Software Reliability (70024/97037)

Software Reliability (70024/97037)

Spring Term, 2024 • Imperial College London

Open to MEng 4 and MSc students, this course provides an overview of exciting recent research into techniques and tools that aim to help developers improve the reliability of their software.

The importance of software reliability

Society is becoming ever more reliant on software and software-controlled systems. Some of this software is safety-critical, e.g., the software used to control cars, aeroplanes and other high-speed transport. Defects in safety-critical software can lead to serious injury or death. A much larger volume of software is business-critical, e.g., software that runs in mobile phones, powers web servers and manages data centers. Defects in this type of software can lead to significant financial losses. Underpinning all of these areas is systems software: the low-level operating systems, compilers, device drivers and networking software on which complex systems are built. This foundational role means that the reliability of systems software is of primary importance.
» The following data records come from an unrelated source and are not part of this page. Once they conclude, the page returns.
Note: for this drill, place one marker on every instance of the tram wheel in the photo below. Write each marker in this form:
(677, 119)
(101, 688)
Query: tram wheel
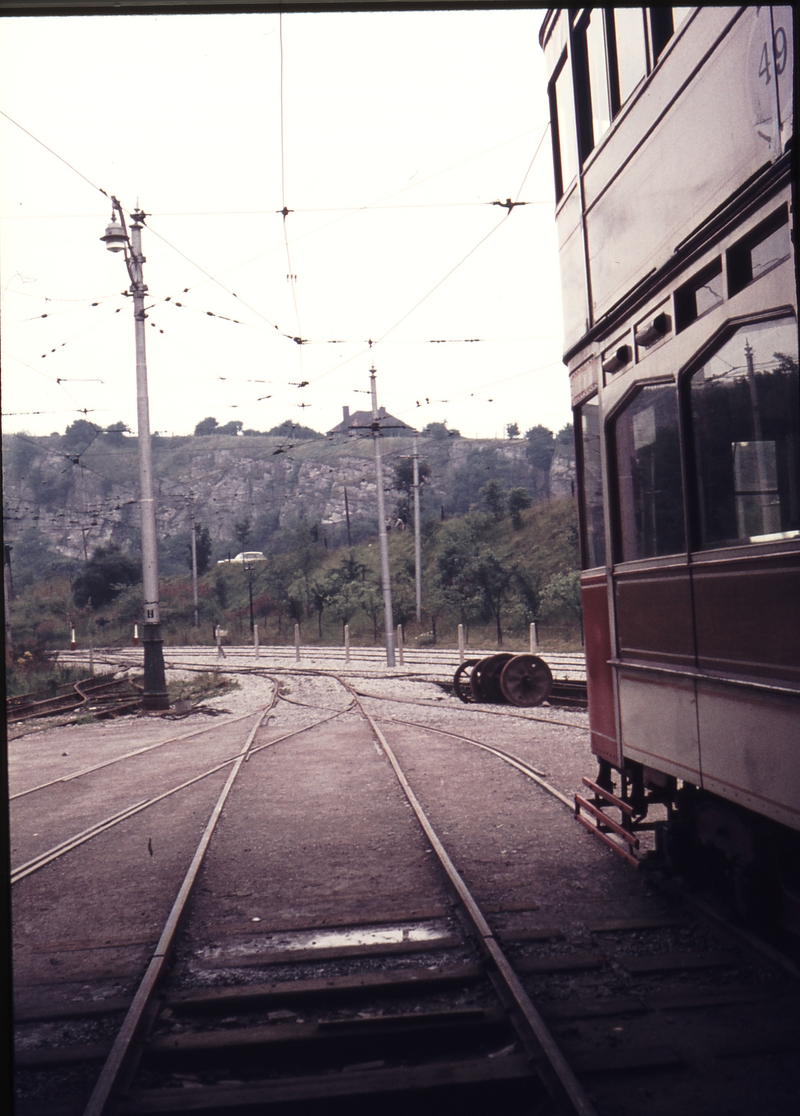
(526, 680)
(484, 680)
(461, 680)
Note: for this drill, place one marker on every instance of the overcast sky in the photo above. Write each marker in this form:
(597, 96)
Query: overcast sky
(398, 132)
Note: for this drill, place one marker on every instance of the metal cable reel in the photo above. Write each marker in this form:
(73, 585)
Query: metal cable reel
(516, 680)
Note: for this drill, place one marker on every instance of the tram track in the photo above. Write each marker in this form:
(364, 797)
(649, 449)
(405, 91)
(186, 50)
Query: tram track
(175, 1065)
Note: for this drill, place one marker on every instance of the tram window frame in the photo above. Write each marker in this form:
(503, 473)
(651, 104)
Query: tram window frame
(597, 59)
(720, 506)
(565, 138)
(742, 265)
(590, 504)
(629, 537)
(685, 298)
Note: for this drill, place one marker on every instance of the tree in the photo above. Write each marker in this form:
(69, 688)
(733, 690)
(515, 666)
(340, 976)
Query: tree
(80, 434)
(202, 546)
(241, 531)
(404, 483)
(518, 500)
(493, 497)
(494, 579)
(439, 432)
(540, 446)
(104, 577)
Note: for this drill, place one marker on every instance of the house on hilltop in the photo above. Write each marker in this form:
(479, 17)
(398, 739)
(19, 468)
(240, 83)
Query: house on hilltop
(363, 421)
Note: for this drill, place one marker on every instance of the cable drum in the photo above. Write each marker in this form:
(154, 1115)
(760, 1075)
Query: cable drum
(526, 680)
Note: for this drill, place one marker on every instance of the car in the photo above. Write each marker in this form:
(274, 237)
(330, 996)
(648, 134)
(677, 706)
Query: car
(246, 556)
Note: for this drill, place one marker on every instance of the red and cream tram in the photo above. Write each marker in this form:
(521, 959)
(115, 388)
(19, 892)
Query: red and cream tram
(673, 147)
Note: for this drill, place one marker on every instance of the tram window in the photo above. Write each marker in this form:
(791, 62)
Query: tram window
(590, 486)
(763, 249)
(647, 458)
(630, 53)
(565, 138)
(699, 296)
(745, 431)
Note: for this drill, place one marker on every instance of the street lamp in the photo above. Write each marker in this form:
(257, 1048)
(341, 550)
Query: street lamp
(116, 240)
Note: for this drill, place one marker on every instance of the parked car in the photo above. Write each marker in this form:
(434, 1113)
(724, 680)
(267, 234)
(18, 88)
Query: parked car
(244, 557)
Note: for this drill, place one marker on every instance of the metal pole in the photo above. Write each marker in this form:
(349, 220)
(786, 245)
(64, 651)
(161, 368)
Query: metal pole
(194, 565)
(155, 694)
(417, 540)
(385, 580)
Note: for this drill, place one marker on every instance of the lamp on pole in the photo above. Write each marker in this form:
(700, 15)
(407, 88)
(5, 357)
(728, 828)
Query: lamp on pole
(117, 240)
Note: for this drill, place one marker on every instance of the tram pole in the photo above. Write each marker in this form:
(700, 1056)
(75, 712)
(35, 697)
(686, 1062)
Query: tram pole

Traditional methods for improving software reliability

Three of the main techniques used in industrial and open-source projects to improve software reliability are:

  • Manual testing: Manually crafting a suite of tests to exercise a software system to a reasonably high degree, e.g., covering a high percentage of program statements.

  • Code reviews: Requiring that source code additions or modifications (patches) are reviewed by experienced developers before being committed to the code base.

  • Coding standards: Requiring that all developers adhere to a set of rules when writing or maintaining code. Coding standards can improve source code readability, making it easier to spot defects, and may ban the use of programming idioms that are arguably dangerous.

Rigorous manual testing, code reviews and adherence to standards are essential to the success of large software projects, but they all suffer from two common problems:

  • They depend fundamentally on human reasoning and judgement. Humans are clever, but software can be devilishly complex. It is easy for subtle defects to creep into a project despite adherence to coding standards, and to evade manual testing and code review.

  • They do not provide guarantees. A test suite can demonstrate that certain executions of a software system do not exhibit defects, but provides no further guarantee. For safety- (and often business-) critical systems this may not be enough: it is highly desirable to have a guarantee of defect freedom; ideally an absolute guarantee, but at least a guarantee that system executions have been systematically checked up to some well-defined bound.

Curriculum

The focus of this course is on automatic techniques for improving software reliability which go beyond manual testing. The course will cover:

  • Basic program analysis notions
  • Fuzzing
  • Derived test oracles
  • Undefined behaviour
  • Compiler optimizations and unstable code
  • Dynamic symbolic execution
  • Data-flow analysis
  • Coverage criteria

Distinguishing Features of this Course

The course differs a little from most other courses in the Department of Computing:

  • Coursework intensive. The coursework consists of a relatively large development project (to be undertaken in teams), during which you will build a fuzzer and modify a symbolic execution engine. You will also give a presentation about a software reliability tool of your choice. The coursework and presentation will be a significant undertaking. Consequently, there is a higher weighting of marks for coursework.

  • Research papers. One part of the course material is based directly on a research paper, which you are required to study, and we also recommend a set of papers that will broaden your knowledge of the course materials and give you inspiration for the coursework projects. See the Reading List for details.

Prerequisites

  • Good C/C++ programming skills: You need to be comfortable with C/C++ in order to succeed in the course.

  • Compilers: Experience from a basic compilers course (such as the Imperial Compilers course) will be useful in helping you master some of the material covered in Software Reliability.

  • Logic: The course will make use of fundamental concepts from first order logic, such as those covered in the Imperial Discrete Mathematics, Logic & Reasoning course.

Some of the topics we will study overlap with the research area of computer systems. Background from the Operating Systems course (or equivalent) may thus prove useful.